My response to Nancy Rosenblum is “up at Cato Unbound“:http://www.cato-unbound.org/2009/02/06/henry-farrell/partisanship-and-extremism/ as is that of “James Fishkin”:http://www.cato-unbound.org/2009/02/09/james-fishkin/democracy-partisanship-and-deliberation/. It would be fair to say that we have significant political disagreements …
Me:
[Rosenblum] argues that these implicit biases also afflict the arguments of contemporary political theorists such as James Fishkin (also participating in this seminar), who prize political deliberation.
Again, blogs provide an interesting test case. Fishkin harks back to a Madisonian vision of politics that he suggests has been corroded by political parties more interested in winning elections than in thoughtful deliberation. He seeks to structure deliberation so as to minimize what he sees as disruptive partisan extremism and maximize the potential for disinterested discussion. Blogs are anathematic to this vision of politics. Bloggers are typically at least as interested in winning the argument as in discerning the truth. The empirical evidence that political bloggers and blog readers are sharply divided along partisan lines is emphatic. However, as Rosenblum suggests, partisan argument of the kind that blogs engage in can play a valuable democratic role. They help structure a “system of conflict” in which “discordant values, opinions, issues, and policies” are “identified, selected, and refined.
Fishkin:
if one is concerned about some minimally rational process of collective will formation, the impact of party ID is to make voting and policy choice predictable, not to make them thoughtful. A thoughtful process of collective will formation, whether by elites (representatives) or the mass public themselves, requires a disposition not to make a partisan judgment, but an independent judgment about the public interest. Of course, real world judgments reflect some mix of partisan interests and independent judgment. But to the extent one is just focusing on what will serve one’s party, what will contribute to electoral competitiveness and effective mobilization, one is not acting on the disposition that will assist deliberation in the public interest. Competitive elections can be won by misleading the public, by demobilizing it with negative ads (as my colleague Shanto Iyengar has demonstrated) by the MAD politics of the trivial but sensational sound bite — a politics of Mutually Assured Distraction. These techniques win elections and mobilize participation, but they do not add up to any collective weighing of substantive arguments about what should be done. Rather they add up to pseudo-mandates and a very thin form of democracy.

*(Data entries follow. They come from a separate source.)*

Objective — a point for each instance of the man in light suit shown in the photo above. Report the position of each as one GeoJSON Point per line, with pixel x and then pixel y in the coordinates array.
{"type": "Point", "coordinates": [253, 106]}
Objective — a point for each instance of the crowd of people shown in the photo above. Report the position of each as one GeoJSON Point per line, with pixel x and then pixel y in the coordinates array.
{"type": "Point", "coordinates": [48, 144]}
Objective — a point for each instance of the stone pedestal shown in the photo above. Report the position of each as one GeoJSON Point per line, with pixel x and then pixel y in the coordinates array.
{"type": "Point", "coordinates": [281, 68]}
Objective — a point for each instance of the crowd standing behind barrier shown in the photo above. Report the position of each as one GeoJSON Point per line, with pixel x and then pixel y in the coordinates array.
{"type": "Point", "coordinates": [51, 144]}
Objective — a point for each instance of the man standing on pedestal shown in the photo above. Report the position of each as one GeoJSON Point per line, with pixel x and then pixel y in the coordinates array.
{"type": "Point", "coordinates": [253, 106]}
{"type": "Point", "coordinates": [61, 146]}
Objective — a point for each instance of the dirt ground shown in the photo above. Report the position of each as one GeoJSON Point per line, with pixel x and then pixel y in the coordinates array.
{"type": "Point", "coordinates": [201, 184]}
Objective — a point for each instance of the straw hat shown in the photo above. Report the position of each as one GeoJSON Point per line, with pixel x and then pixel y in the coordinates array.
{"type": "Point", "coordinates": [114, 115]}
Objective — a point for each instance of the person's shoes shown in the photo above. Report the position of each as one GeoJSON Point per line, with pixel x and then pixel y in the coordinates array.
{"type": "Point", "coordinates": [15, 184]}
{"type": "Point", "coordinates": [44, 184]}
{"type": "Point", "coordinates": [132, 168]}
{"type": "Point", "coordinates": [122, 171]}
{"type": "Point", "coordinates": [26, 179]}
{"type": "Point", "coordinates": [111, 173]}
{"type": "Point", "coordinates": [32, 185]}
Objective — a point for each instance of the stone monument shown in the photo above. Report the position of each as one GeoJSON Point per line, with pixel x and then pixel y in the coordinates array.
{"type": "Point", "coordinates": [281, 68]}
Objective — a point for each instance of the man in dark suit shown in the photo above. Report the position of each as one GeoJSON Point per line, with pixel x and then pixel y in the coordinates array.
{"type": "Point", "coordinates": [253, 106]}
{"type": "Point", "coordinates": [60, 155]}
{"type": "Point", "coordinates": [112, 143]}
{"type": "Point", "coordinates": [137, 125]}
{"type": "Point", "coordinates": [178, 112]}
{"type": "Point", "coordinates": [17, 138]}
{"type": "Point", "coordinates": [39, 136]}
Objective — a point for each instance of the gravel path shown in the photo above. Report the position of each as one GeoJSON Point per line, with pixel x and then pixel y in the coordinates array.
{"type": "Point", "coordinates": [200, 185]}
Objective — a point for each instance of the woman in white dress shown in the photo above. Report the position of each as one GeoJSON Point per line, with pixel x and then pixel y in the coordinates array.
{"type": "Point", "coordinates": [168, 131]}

I’m pretty skeptical about many claims for the empirical benefits of deliberation, for a variety of reasons that perhaps I’ll cover in a future post. But it seems to me that much of this disagreement turns on a fundamental divergence as to what politics is about. I see it as involving stark divergences between people with very different interests and ideals, where the room for common agreement on the public interest is limited. Fishkin sees it as a realm where the potential for rational identification of extensive shared values and the public interest is obscured by television advertising and the other paraphernalia of competitive electoral politics. Different understandings of politics give rise, unsurprisingly, to different normative prescriptions.